Evan Brown, head of multi-asset strategy at UBS Asset Management, said, "The message this time is that the U.S. administration does not want a meaningfully stronger dollar," adding, "If that happens, the message is that they will cap the dollar’s upside and turn it toward a decline."
Brown added that as institutional investors are expected to step up hedging against dollar volatility, the confirmation of this willingness to intervene in markets is intensifying downward pressure on the USD.
Gold breaks above $5,100
Gold prices jumped more than 2% on the day, surpassing $5,100 per ounce for the first time in history. According to Consumer News and Business Channel (CNBC), spot gold surged 2.4% from the previous session to as high as $5,102 per ounce. It later gave back part of those gains to trade at $5,086 per ounce. February gold futures also climbed 2.2% to $5,089 per ounce.
Silver, often dubbed "the poor man’s gold," also soared, with spot prices jumping 4.9% to $107.9 per ounce.
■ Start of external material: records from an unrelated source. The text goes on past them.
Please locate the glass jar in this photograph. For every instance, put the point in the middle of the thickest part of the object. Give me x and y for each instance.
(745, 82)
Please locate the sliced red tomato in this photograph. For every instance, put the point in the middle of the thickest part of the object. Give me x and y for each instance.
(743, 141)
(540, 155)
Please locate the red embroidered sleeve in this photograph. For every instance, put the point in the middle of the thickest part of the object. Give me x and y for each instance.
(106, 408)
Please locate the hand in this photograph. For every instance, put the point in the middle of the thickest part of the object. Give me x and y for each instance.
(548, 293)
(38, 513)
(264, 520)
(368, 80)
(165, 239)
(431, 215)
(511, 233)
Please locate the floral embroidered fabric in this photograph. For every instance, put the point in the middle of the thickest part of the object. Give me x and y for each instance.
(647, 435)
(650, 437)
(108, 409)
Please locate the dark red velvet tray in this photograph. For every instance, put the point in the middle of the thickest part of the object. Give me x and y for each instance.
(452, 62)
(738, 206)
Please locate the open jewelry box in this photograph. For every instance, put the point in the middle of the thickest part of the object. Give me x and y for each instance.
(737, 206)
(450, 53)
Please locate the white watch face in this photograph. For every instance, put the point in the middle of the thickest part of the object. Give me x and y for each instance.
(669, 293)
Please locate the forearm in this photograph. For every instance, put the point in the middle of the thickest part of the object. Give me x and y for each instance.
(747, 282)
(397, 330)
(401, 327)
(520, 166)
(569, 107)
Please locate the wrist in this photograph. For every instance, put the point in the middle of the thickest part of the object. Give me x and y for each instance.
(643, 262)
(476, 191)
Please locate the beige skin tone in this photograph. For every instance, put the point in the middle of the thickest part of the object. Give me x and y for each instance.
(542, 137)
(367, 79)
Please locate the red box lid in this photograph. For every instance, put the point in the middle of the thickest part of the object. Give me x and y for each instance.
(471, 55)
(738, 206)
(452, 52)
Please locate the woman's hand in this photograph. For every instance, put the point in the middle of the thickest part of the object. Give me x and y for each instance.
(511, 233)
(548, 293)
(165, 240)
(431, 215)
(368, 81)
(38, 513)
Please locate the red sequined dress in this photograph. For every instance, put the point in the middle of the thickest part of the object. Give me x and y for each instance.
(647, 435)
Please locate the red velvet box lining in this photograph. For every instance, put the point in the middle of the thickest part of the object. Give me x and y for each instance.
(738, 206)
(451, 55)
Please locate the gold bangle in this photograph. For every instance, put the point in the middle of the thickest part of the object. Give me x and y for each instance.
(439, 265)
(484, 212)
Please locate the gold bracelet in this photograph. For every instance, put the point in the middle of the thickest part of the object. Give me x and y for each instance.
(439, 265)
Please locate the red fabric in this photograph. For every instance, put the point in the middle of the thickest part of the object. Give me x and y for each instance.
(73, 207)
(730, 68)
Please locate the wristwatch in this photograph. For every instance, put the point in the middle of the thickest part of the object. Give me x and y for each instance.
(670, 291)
March silver futures skyrocketed 13.5% to $115.
"Prepare for the yen carry unwind"
Michael Burry, the investor who accurately predicted the U.S. subprime mortgage crisis that sowed the seeds of the 2008 global financial crisis and gained wealth and fame as a result, urged investors on the night of the 25th to prepare for the unwinding of the yen carry trade.
Burry, the real-life protagonist of the film "The Big Short," told his paid subscribers that the yen carry unwind "should have happened a long time ago" and that it would not be surprising if it occurred at any moment.
On his paid Substack channel "Cassandra Unchained," Burry said that market intervention by the FRBNY and verbal intervention by Japanese authorities would be the trigger for the yen carry trade to be unwound.
Burry warned that once this money starts to flow out, the U.S. market could turn into a complete bloodbath and advised investors to brace for such a scenario.
The yen carry trade refers to borrowing yen at low interest rates in Japan and investing the funds in markets such as the United States, where interest rates are relatively higher.
The exact size of these funds is unknown, but estimates suggest it is substantial.
The most aggressive estimate comes from Deutsche Bank AG, which puts the figure at as much as $20 trillion. Morgan Stanley, by contrast, argues that funds have already been pulling out for some time and estimates the remaining ununwound exposure at about $500 billion.
Burry said that between $200 billion and $300 billion of this money is highly sensitive to interest rate changes, warning that if these funds rush for the exit simultaneously over a short period, a wave of carnage will sweep through the New York financial market.
Given that even a 1% move in the yen can shift tens of trillions of won in capital under the yen carry trade, some fear that U.S.–Japan coordination could become the starting gun for a fundamental reshaping of the global financial system.